Binomial distribution

The binomial distribution with parameters $n$ and $p$ is the discrete probability distribution of the number of successes in a sequence of $n$ independent experiments, each asking a yes–no question, and each with its own boolean-valued outcome: a random variable containing single bit of information: success/yes/true/one (with probability $p$) or failure/no/false/zero (with probability $q = 1 − p$). A single success/failure experiment is also called a Bernoulli trial or Bernoulli experiment and a sequence of outcomes is called a Bernoulli process.

For a single trial, i.e., n = 1, the binomial distribution is a Bernoulli distribution. The binomial distribution is the basis for the popular binomial test of statistical significance.

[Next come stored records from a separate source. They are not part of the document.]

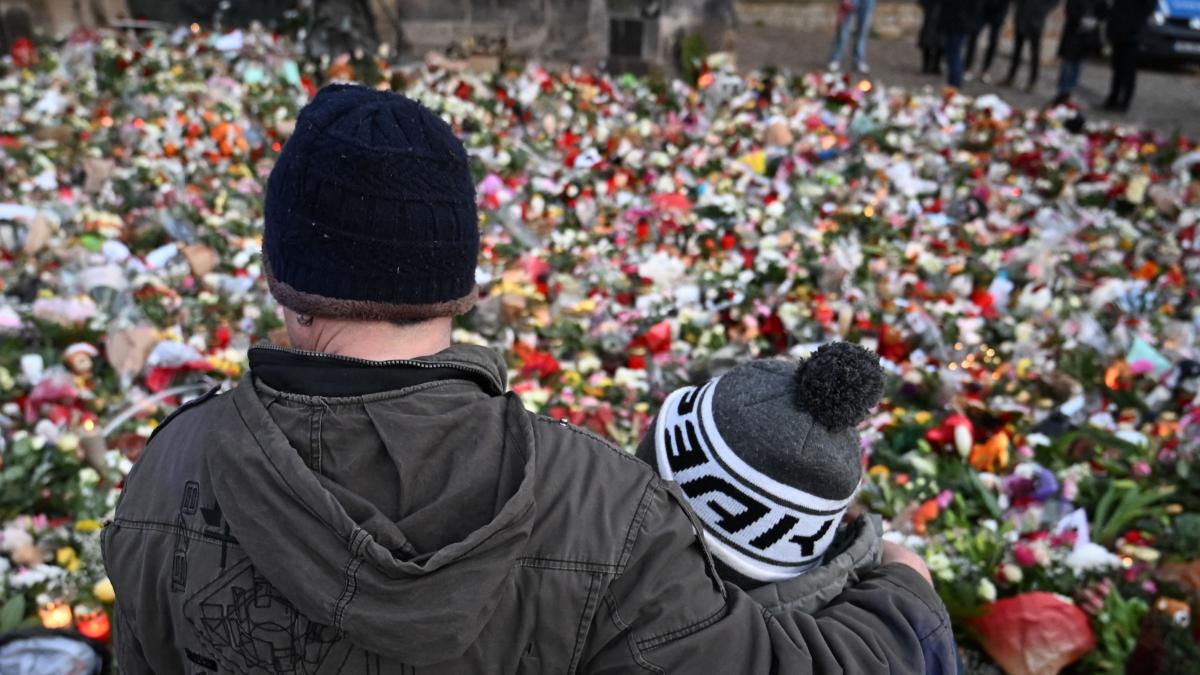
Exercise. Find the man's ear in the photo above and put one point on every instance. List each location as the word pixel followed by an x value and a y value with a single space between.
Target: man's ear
pixel 299 335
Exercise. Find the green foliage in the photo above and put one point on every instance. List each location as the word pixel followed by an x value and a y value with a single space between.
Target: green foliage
pixel 1123 503
pixel 12 614
pixel 46 479
pixel 1117 627
pixel 1182 539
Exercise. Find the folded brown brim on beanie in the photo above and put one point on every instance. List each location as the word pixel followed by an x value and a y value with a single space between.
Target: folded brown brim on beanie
pixel 363 310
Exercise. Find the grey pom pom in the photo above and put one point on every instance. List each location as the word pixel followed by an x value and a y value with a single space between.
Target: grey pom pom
pixel 839 384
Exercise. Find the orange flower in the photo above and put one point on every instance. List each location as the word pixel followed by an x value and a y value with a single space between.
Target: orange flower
pixel 928 511
pixel 990 455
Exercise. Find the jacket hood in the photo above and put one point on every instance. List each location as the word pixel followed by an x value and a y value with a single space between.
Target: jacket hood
pixel 336 568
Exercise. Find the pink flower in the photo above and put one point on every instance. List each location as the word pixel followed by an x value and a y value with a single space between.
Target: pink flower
pixel 1024 555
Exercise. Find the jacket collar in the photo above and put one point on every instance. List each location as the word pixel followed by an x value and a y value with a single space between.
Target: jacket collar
pixel 479 364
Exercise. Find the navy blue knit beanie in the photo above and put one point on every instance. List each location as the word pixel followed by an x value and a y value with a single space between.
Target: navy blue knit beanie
pixel 371 211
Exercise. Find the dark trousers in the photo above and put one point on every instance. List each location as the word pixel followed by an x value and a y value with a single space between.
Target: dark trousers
pixel 954 46
pixel 1125 73
pixel 1035 42
pixel 1068 77
pixel 989 54
pixel 931 60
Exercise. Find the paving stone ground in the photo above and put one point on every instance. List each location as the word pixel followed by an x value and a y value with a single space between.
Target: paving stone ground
pixel 1168 99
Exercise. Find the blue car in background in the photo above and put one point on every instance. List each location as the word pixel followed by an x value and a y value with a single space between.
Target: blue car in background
pixel 1174 31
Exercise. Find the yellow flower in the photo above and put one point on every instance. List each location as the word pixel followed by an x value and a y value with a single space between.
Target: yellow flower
pixel 67 557
pixel 103 591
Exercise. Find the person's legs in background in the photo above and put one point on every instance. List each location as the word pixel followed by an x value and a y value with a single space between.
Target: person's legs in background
pixel 1015 64
pixel 1068 79
pixel 954 46
pixel 864 12
pixel 994 28
pixel 972 45
pixel 839 45
pixel 1035 60
pixel 1126 57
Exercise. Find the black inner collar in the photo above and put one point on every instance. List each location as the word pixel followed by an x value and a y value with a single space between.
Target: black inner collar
pixel 321 375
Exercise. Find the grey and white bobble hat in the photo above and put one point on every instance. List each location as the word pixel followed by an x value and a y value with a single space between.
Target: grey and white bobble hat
pixel 768 455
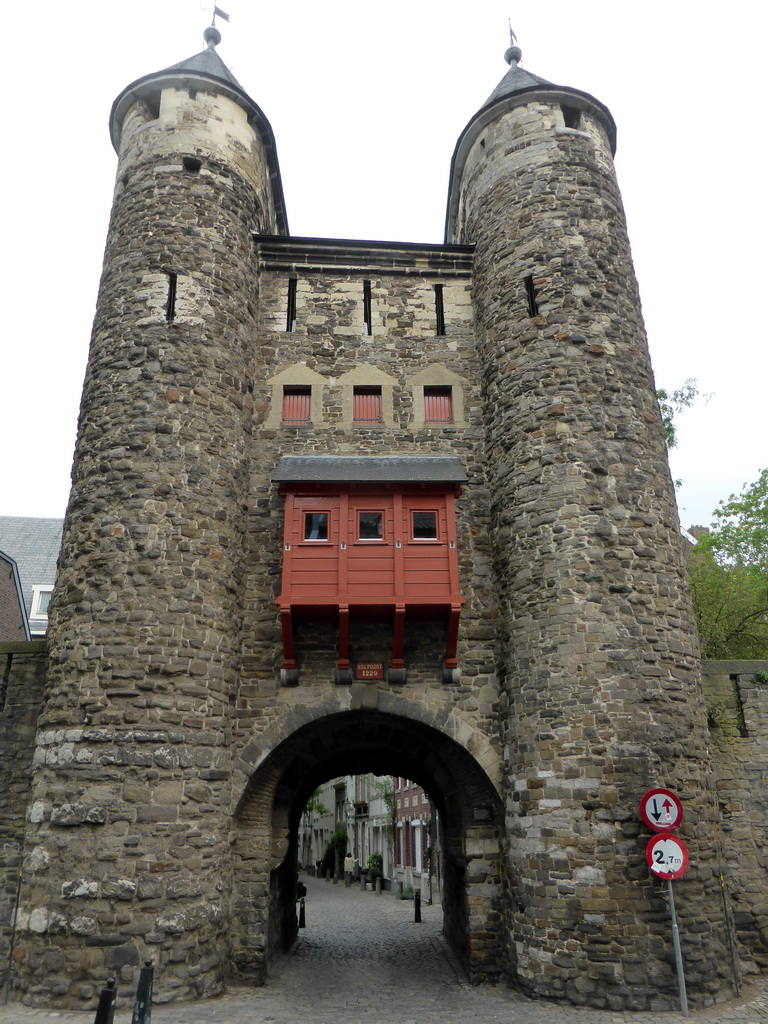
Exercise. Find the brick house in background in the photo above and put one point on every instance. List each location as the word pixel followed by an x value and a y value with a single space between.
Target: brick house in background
pixel 418 848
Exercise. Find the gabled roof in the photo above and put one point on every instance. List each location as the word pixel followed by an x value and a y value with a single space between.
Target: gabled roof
pixel 19 628
pixel 397 469
pixel 34 545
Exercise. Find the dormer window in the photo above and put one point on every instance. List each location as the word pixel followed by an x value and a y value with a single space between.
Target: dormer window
pixel 367 404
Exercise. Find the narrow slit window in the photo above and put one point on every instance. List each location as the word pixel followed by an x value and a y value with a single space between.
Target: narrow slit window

The binomial distribution is frequently used to model the number of successes in a sample of size n drawn with replacement from a population of size N. If the sampling is carried out without replacement, the draws are not independent and so the resulting distribution is a hypergeometric distribution, not a binomial one. However, for N much larger than n, the binomial distribution remains a good approximation, and is widely used.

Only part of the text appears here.